My bounty is ending in 4 days and I am unsatisfied with the current answers so I would like to provide more context and also expand the question for the limited time remaining.  Consider the following situation:
Paul and Quentin are wealthy and competitive with each other and they frequently settle their account with great variance: one week Paul is ahead by a million dollars, the next week Quentin is ahead by a billion, the next week Paul is ahead by only a thousand. Paul and Quentin have a wealthy rival Raul, whom they shun, but all 3 persons patronize the same accountant Verne. Verne is honest and discreet and frugal and he will never make a payment to a client on credit, but he will pay an owed amount to a client on demand.  Raul can profit from information about Paul's account, indirectly costing Paul, and everyone knows this.  How can Verne manage his accounts without having to buy insurance against Paul's legal accusation of a conflict of interest?
 A: This answer combines my three comments to the question and expands them a little.
Following [BM84], let’s call the integers $g^x \bmod p$ for $0 < (x \bmod (p−1)) < (p−1)/2$ principal square roots.  We call the problem of deciding, given $p$, $g$ and $y$, whether an integer $y$ is a principal square root or not the principal square root problem.
For the original question, the answer is positive assuming one-way functions.  This is because if one-way functions exist, every problem in NP has a computational zero-knowledge interactive proof system [GMW91].  Note that the principal square root problem is clearly in NP.
As the questioner pointed out, this construction has a drawback that it requires a reduction from the principal square root problem to the $3$-colorability problem, which involves Cook’s reduction and blows up the instance size (polynomially).  In addition, this construction requires the assumption that one-way functions exist.

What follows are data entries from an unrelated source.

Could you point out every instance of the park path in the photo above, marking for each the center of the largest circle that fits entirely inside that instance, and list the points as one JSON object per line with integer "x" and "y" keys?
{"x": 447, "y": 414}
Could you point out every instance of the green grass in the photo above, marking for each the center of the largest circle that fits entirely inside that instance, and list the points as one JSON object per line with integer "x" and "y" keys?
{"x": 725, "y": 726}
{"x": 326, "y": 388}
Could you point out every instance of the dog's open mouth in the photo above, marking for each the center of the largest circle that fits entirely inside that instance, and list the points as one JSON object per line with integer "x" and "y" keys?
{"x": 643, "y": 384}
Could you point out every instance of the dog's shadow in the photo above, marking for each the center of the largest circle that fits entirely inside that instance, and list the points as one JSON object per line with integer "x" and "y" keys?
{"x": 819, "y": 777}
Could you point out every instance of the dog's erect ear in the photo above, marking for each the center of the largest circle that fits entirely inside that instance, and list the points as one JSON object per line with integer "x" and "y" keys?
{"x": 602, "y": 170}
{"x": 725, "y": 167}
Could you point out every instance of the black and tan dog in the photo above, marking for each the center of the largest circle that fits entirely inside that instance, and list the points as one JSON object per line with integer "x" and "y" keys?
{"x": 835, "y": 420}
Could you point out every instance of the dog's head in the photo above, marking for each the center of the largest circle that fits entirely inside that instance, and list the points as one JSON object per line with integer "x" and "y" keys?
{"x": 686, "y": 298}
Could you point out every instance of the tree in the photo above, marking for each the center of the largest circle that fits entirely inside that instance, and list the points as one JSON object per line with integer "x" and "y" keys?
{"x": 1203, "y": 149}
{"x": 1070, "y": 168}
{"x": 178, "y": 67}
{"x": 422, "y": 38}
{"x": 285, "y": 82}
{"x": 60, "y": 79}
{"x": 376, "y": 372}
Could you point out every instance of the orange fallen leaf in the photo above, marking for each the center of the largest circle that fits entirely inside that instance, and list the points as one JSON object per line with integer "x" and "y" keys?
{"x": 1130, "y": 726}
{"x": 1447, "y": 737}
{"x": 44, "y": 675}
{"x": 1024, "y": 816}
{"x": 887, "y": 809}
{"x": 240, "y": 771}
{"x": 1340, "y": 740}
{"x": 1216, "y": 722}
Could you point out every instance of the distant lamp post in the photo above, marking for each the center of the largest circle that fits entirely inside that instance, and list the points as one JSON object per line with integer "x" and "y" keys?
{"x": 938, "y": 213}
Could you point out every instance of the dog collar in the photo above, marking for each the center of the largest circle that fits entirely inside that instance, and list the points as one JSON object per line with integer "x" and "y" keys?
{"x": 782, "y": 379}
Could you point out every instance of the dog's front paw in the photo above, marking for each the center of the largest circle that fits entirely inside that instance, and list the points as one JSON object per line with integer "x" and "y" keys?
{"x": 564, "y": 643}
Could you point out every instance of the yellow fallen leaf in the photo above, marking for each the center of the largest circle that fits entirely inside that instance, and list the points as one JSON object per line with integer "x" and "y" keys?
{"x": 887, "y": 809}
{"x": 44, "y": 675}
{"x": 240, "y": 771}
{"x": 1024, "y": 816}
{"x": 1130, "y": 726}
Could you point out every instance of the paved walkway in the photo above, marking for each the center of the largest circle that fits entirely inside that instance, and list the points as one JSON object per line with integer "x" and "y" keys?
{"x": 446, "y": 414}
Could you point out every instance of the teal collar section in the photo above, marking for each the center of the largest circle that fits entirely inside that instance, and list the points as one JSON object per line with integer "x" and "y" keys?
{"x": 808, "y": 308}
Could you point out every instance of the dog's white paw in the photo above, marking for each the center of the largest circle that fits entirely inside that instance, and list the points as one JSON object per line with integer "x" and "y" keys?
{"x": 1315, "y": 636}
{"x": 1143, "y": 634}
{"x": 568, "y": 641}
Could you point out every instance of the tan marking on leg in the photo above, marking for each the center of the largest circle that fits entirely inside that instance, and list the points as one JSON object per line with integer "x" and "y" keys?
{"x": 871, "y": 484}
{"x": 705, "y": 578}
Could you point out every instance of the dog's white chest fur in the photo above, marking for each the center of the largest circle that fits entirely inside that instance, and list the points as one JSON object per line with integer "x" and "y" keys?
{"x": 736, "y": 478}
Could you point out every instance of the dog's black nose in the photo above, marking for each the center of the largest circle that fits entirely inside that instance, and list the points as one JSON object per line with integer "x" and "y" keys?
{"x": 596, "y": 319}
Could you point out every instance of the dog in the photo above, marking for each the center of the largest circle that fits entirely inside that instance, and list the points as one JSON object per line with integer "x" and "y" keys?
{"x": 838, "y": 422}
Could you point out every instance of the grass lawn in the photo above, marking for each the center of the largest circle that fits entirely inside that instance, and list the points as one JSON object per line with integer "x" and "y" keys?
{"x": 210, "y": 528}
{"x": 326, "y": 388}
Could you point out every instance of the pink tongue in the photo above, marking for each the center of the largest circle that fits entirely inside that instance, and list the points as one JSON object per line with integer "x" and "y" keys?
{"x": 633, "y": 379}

I do not know a direct way to construct a zero-knowledge interative proof system for the principal square root problem.  However, [GK93] shows an interesting result related to the question: the principal square root problem under a promise that $(x \bmod (p−1)/2)$ is not too close to $(p−1)/2$ has a perfect zero-knowledge interactive proof system.  The construction is direct and does not use any cryptographic assumptions.
References
[BM84] Manuel Blum and Silvio Micali.  How to generate cryptographically strong sequences of pseudorandom bits.  SIAM Journal on Computing, 13(4):850–864, Nov. 1984. DOI 10.1137/0213053. Zbl 0547.68046
[GK93]
Oded Goldreich and Eyal Kushilevitz.  A perfect zero-knowledge proof system for a problem equivalent to the discrete logarithm.  Journal of Cryptology, 6(2):97–116, June 1993.  DOI 10.1007/BF02620137. Zbl 0783.68039
[GMW91]
Oded Goldreich, Silvio Micali and Avi Wigderson.  Proofs that yield nothing but their validity or all languages in NP have zero-knowledge proof systems.  Journal of the ACM, 38(3):690–728, July 1991.  DOI 10.1145/116825.116852. Zbl 0799.68101
A: It seems the answer to the question is "no", since the positivity of $x$ is a hard predicate for the exponentiation function (on a primitive element) modulo a prime $p$. In other word, being able to compute this positivity is as hard as computing $x$. This is proven by Blum and Micali in "How to generate cryptographically strong sequences of pseudo-random bits", SIAM Journal on Computing, Volume 13,  Issue 4  (November 1984). See also Fact 3.84 in the Handbook of Applied Cryptography.
A: If I understand your expanded question correctly, it is now about Verne the accountant committing to the participants' account balances by publishing them in encrypted form. So Verne can encode all positive balances n as the even number 2n, and all negative balances -n as the odd number 2n+1. And you already know how to commit to a proof that a number is even. Does this fit the bill?
A: Short answer is, integer commitment scheme (a group of a hidden order) and four squares Lagrange theorem.
With a group of a known prime order, it is not quite convenient to handle integers, unless breaking them into bits. A group of a composite order (example: RSA) is useful here, provided group order is unknown to (that is, hidden from) Prover.
For any non-negative integer committed, one would always find four integers (a witness) that fits sum-of-four-squares theorem. Follow a Schnorr-like protocol, extended to verification equation of second degree (square) in challenge.